Table 1: Best model hyperparameters

Dataset Model Validation Acc. Validation AUROC Test Acc. Test AUROC
Hateful Memes (Baseline) 1 68.33 73.59 70.30 75.23
  2 70.37 72.91 72.60 76.84
HM + Memotion 328 1 71.30 74.07 72.35 76.87
  2 74.26 74.57 73.10 78.45
HM + Memotion 328 + Pseudo-labeled 1,534 1 69.07 75.00 69.80 75.88
  2 70.00 75.28 72.30 77.83
HM + Memotion 328 + Filtered Pseudo-labeled 282 1 70.56 75.14 71.90 76.55
  2 68.33 73.50 69.85 74.28

Table 2: Model performance

Figure 4. Training and validation losses

Future Work

In the future, potential avenues of research could include introducing new classification layers, pretraining on additional datasets like COCO for improved transfer learning, using better text encoders to replace the BERT text encoder, and using external sources for additional image content information. Altering model architecture may enhance performance but requires detailed knowledge of current models.

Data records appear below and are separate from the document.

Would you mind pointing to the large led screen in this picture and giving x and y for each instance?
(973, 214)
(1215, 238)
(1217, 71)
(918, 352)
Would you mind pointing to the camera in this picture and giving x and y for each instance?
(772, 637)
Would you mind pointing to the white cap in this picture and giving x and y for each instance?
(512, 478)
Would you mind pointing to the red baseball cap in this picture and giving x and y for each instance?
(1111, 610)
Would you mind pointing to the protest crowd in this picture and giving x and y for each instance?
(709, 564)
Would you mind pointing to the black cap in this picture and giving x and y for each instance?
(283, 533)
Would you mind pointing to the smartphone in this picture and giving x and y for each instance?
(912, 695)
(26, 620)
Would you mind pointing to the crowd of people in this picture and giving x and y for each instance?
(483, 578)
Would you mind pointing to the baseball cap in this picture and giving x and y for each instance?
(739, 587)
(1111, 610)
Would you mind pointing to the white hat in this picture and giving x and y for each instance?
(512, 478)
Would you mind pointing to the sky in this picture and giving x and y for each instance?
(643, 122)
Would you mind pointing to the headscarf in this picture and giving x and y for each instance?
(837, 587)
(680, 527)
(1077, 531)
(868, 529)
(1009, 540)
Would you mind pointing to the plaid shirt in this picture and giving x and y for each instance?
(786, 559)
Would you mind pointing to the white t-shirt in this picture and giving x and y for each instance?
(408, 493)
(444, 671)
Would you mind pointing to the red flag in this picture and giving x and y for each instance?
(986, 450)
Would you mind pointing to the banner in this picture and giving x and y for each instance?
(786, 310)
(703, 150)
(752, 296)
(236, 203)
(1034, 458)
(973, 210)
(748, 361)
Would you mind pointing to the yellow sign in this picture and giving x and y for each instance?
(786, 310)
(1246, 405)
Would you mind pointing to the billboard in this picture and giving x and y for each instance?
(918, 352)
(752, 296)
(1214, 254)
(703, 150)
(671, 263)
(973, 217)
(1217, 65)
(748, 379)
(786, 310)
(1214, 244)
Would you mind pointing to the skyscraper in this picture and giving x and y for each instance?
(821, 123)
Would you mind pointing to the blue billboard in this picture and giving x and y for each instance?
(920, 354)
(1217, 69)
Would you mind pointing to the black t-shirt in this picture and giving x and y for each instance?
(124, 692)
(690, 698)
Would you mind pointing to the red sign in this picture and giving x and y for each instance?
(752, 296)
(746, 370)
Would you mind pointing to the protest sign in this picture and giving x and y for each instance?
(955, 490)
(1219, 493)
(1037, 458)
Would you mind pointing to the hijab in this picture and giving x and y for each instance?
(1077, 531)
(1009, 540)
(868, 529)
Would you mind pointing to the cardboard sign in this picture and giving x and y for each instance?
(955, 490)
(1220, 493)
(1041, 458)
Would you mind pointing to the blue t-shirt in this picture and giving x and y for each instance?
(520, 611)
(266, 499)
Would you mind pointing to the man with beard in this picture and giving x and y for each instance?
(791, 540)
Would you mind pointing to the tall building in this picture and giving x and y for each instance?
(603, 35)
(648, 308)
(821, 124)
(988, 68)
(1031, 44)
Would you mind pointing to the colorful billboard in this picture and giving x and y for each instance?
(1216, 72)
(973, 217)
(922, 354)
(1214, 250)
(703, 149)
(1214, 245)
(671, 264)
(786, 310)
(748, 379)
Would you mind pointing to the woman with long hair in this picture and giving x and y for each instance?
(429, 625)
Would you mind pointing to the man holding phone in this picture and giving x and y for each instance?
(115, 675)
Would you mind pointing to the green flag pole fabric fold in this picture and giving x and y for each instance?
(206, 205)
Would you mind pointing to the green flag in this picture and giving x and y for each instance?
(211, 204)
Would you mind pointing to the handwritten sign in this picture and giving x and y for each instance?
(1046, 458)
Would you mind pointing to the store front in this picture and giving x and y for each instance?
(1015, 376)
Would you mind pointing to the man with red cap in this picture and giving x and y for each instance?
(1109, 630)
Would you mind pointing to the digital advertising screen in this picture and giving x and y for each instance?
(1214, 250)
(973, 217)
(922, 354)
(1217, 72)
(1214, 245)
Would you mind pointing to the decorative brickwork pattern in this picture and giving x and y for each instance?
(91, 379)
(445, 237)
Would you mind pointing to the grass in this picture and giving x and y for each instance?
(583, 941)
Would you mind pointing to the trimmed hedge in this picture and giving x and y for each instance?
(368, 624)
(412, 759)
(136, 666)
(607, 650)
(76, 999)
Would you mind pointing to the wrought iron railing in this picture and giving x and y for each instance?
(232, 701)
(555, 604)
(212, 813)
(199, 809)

Our exploration sought to improve performance in the Hateful Memes Challenge by using a semi-supervised learning technique to introduce more data into the training set. Despite various approaches, we found that semi-supervised learning for hateful meme detection is challenging without human interaction and filtering. We also found that adding different structured data to the training dataset did not substantially impact model performance. It is our hope that these insights will inform future work to help reduce hate speech prevalence online.